ちなみに、この事件は、直接証拠は何もなく、状況証拠として@殺害現場の部屋の押し入れに血痕の付着した緑色長袖Tシャツが放置されていて、その血痕は被害者2名の血液型・DNA型と一致し、後ろ襟の部分にはそのシャツを着ていたと思われる者の血液型・DNA型が検出された、A死体に巻かれていたガムテープに付着していた包装紙片と被告人の部屋の机の引き出しの中にあったガムテープに付着していた包装紙片とが一致する、B殺害現場の1階のコンクリートの上に塗料を打ち抜いて印象された足跡痕があり、それが被告人の靴と類似する、ということがあるのみだ。

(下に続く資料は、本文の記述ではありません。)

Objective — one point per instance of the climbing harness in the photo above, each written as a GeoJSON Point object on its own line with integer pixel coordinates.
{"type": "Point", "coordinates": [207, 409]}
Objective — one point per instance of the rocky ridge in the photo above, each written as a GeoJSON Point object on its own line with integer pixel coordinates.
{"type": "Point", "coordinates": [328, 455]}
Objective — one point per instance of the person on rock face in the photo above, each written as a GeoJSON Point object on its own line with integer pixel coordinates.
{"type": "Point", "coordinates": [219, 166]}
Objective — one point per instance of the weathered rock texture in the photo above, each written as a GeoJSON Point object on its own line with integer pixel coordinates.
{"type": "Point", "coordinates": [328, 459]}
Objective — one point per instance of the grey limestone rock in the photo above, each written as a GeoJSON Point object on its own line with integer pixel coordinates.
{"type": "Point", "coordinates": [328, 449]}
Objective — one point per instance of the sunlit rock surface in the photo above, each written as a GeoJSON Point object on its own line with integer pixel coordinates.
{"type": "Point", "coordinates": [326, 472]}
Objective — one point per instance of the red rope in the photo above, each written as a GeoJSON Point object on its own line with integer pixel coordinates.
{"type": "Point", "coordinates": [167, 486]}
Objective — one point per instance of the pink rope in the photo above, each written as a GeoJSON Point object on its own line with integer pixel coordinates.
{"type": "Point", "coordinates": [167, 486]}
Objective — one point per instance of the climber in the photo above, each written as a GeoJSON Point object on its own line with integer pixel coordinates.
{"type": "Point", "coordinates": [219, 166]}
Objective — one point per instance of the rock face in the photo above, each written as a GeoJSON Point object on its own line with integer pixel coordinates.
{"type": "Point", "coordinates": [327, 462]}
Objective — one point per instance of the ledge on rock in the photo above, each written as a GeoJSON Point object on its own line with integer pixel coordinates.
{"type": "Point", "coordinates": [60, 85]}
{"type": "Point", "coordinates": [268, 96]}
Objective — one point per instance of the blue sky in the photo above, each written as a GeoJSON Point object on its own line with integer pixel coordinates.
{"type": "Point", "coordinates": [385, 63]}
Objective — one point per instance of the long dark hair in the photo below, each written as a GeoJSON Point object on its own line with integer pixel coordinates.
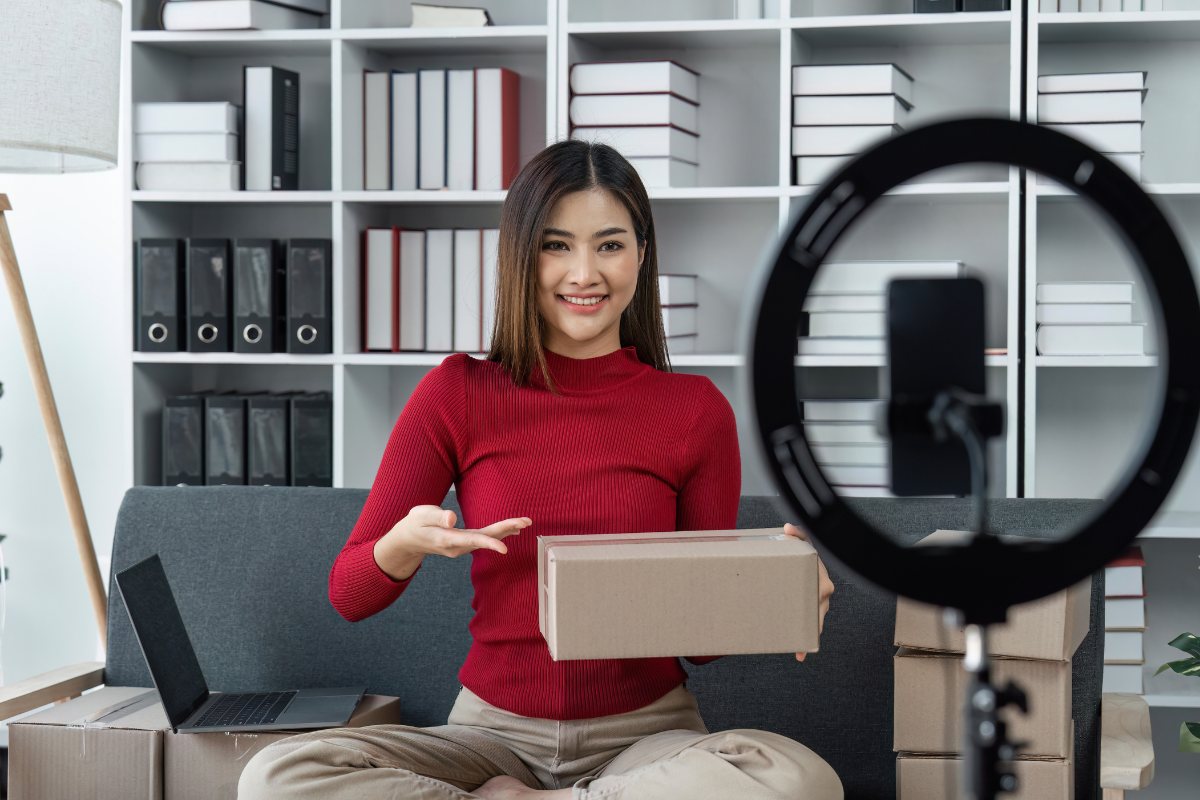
{"type": "Point", "coordinates": [559, 169]}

 検察のストーリーでは、ちょうど1年前ころの午前2時ころに市内で殺害して、その後死体をカーペットでくるんだり、スーツケースに詰めて車に乗せ、山中に死体を遺棄し、午前7時頃には市内の自宅に帰ったことになっている。

 未明のドライブは、快調で、寝ぼけて事務所に行きかけたが、4時には遺棄現場の山中についた。どうやら市内の夜景が楽しめるスポットのようで、カップルの先客が2組いた。邪魔をしてはいけないからと、その少し先に車を止める。犯人は、ここで死体を道路脇から下に遺棄した。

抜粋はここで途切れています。